Crude struggled to find a direction in the last session before the US Thanksgiving holiday, as a cease-fire between Israel and Hezbollah and falling refined products futures countered bullish expectations that OPEC+ will choose to extend production curbs on Sunday. WTI was little changed, settling below $69 a barrel. Brent also steadied to settle below $73.
“We’re sort of stalemated today given the levity of various bullish and bearish inputs,” said John Kilduff, co-founder of Again Capital LLC. “It’s hard when you can’t ostensibly trade for a day heading into a holiday on low volumes.”

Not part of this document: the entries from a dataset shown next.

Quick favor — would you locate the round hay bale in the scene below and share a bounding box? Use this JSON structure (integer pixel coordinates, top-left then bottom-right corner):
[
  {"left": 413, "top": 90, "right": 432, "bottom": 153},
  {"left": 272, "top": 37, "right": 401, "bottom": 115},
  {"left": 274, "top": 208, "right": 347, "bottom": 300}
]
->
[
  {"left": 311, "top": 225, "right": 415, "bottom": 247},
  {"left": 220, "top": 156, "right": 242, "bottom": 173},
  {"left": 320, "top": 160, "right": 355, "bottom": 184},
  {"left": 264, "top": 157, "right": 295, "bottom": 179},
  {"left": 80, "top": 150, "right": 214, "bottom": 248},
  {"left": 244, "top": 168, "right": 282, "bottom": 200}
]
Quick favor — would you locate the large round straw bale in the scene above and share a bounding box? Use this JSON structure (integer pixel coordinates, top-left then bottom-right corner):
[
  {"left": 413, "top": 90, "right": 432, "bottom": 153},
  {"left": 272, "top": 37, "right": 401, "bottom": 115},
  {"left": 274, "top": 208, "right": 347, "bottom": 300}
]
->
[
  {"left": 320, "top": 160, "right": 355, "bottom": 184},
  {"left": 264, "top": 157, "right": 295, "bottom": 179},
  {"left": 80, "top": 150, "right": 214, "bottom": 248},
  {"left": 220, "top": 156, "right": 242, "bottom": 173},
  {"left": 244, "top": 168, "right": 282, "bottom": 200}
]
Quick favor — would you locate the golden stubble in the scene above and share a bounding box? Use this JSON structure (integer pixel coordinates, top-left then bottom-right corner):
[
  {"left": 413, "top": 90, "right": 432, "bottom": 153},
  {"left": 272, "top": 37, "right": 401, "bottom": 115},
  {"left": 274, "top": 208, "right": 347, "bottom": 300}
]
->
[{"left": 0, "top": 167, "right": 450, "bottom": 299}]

In the US, tumbling gasoline and diesel futures also weighed on the oil market. Inventories of the motor fuel reached the highest in more than two months in the Gulf Coast last week, according to fresh government data, while implied diesel demand plunged to a 15-year seasonal low. Prices for both fuels touched the lowest in more than a week.
A 60-day cease-fire between Israel and Hezbollah began Wednesday, a first step in ending a conflict that has roiled the Middle East for more than a year. While the prospect of peace pulled prices lower, traders remain wary that the Middle East conflict could continue.
“The Middle East is still a tinderbox,” Kilduff said.
That threat of supply disruption has helped near-term time spreads strengthen, with US crude’s prompt spread firming to about 38 cents a barrel after dipping briefly into a bearish contango structure earlier this month.
Crude has traded in a narrow $5 range this month, buffeted by weak fundamentals and uncertain geopolitical risk. At the moment, the market is contending with myriad bearish headwinds: muted demand from top oil buyer China, a nascent global supply glut and easing tensions in the Middle East. The options market has begun pricing in fading geopolitical risk, and hundreds of thousands of bullish calls expired worthless Tuesday.
The second presidency of Donald Trump remains a wildcard for investors, with sanctions on Russian and Iranian supplies in question and talk of tariffs raising concerns about higher gasoline and energy costs for US consumers.